Tuesday, January 25, 2011

Romania fund is ‘a shot of adrenaline’

By Chris Bryant in Vienna
Published: January 24 2011 
The Financial Times

Potential foreign investors in Romania, one of the European Union’s poorest countries, have often been frustrated by its comparatively underdeveloped capital market, weak corporate governance and slow pace of privatisation.

Mark Möbius, executive chairman of Templeton Emerging Markets Group, hopes to change that with the listing on the Bucharest stock exchange on Tuesday of Fondul Proprietatea – south-east Europe’s largest property restitution fund.

Romania’s government set up the €3.6bn closed-end fund in 2005 to compensate those whose property was confiscated during Communist rule.

Rather than award cash to victims, the state allotted claimants a share in a pool of 83 state-owned and formerly state-owned companies, most of them unlisted, and concentrated in the energy sector.

The fund’s key shareholdings include 10-20 per cent stakes in Petrom, Romania’s largest oil company, Romgaz, the natural gas producer, and Transelectrica and Transgaz, the power and gas transmission companies.

Franklin Templeton Investment Management took over the management of the fund in September last year in order to prepare to list it on January 25.

“You might call it a sovereign wealth fund for the country,” Mr Möbius told the Financial Times. “It’s a tremendous responsibility for us, not just to the country but to people who have been waiting years and years for compensation”.

The listing comes at a pivotal moment for Romania, a recipient in 2009 of a €20bn ($27bn) bail-out from the International Monetary Fund.

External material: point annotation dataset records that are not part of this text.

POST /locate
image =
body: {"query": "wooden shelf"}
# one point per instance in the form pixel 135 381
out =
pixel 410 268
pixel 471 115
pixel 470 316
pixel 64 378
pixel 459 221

The country is struggling to pull out of recession due to some of the continent’s toughest austerity measures. The government has recently faced a succession of no-confidence votes that have added to market uncertainty.

Analysts say Fondul Proprietatea has the potential to provide a huge boost to the liquidity of the Bucharest stock exchange and thereby help attract new overseas institutional investors. Following the listing, the property fund will be the second-biggest company on the exchange by market capitalisation and is expected to increase the stock market’s overall free float by 81 per cent.

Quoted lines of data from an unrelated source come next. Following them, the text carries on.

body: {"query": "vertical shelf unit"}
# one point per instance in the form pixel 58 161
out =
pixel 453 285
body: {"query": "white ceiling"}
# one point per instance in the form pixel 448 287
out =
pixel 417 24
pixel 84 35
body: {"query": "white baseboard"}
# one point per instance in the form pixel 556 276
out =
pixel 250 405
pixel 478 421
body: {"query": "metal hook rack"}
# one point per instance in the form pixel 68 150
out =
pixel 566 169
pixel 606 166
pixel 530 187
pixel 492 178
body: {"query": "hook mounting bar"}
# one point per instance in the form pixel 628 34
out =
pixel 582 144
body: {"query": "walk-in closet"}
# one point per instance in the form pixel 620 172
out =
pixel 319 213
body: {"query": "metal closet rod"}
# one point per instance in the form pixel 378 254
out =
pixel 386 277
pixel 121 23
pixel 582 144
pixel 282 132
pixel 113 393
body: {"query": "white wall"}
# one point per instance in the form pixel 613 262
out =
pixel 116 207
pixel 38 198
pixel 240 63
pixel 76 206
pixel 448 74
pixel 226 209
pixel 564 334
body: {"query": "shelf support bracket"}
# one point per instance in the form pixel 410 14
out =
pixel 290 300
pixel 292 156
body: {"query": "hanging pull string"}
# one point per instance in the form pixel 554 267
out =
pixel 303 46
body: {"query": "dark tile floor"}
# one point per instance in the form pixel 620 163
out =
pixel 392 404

“There’s no question – this is going to be a shot of adrenaline to the system,” says Mr Möbius.

The government holds 39 per cent of the fund, having steadily cut its ownership. As a result approximately 5,200 individuals now control about 42 per cent of the share capital. The state’s holding is expected to fall below 33 per cent this year, after which it will effectively cede control of the fund.

Templeton plans to sell off smaller, unprofitable parts of the portfolio and shake up transparency and corporate governance at the remaining companies.

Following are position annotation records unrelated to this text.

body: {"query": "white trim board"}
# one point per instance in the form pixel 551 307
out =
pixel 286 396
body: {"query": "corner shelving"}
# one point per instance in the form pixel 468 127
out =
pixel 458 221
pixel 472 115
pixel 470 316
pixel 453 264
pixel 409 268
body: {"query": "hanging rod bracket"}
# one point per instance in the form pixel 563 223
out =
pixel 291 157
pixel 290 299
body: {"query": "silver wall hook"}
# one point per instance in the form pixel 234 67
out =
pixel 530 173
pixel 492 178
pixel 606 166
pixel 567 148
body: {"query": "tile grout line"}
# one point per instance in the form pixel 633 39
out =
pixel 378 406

“These are companies where there is potential for increasing profitability and efficiency under a capable portfolio manager,” said Petar Atanasov, vice-president of the Balkan Advisory Company, a brokerage and investment manager.

Templeton has already assumed the role of activist investor by initiating legal action against the directors of Romgaz who approved a Lei 400m ($127m) “donation” to the state budget at the end of last year.

The fund manager has also successfully challenged a proposed restructuring of the country’s electricity sector, which threatens to combine valuable parts of its portfolio with less attractive assets.

“We’ve got to put people on notice at these companies ... Where something is wrong we have to take action in the interests of shareholders,” Mr Möbius explained.

These conflicts have underscored the risks for investors, whose interests may not always be aligned with those of the Romanian state.

Nevertheless, analyst reaction to the listing has been broadly positive, with the fund viewed as a proxy for the Romanian energy sector which has been difficult for financial investors to access in the past.

Due to the time it has taken for Fondul Proprietatea to come to market, many restitution claimants have sold their titles to private investors on the grey market at discounts of more than 60 per cent.

Templeton’s first task will therefore be to raise the stock price to the level of net asset value, which the investment manager has calculated at 1.11 lei per share.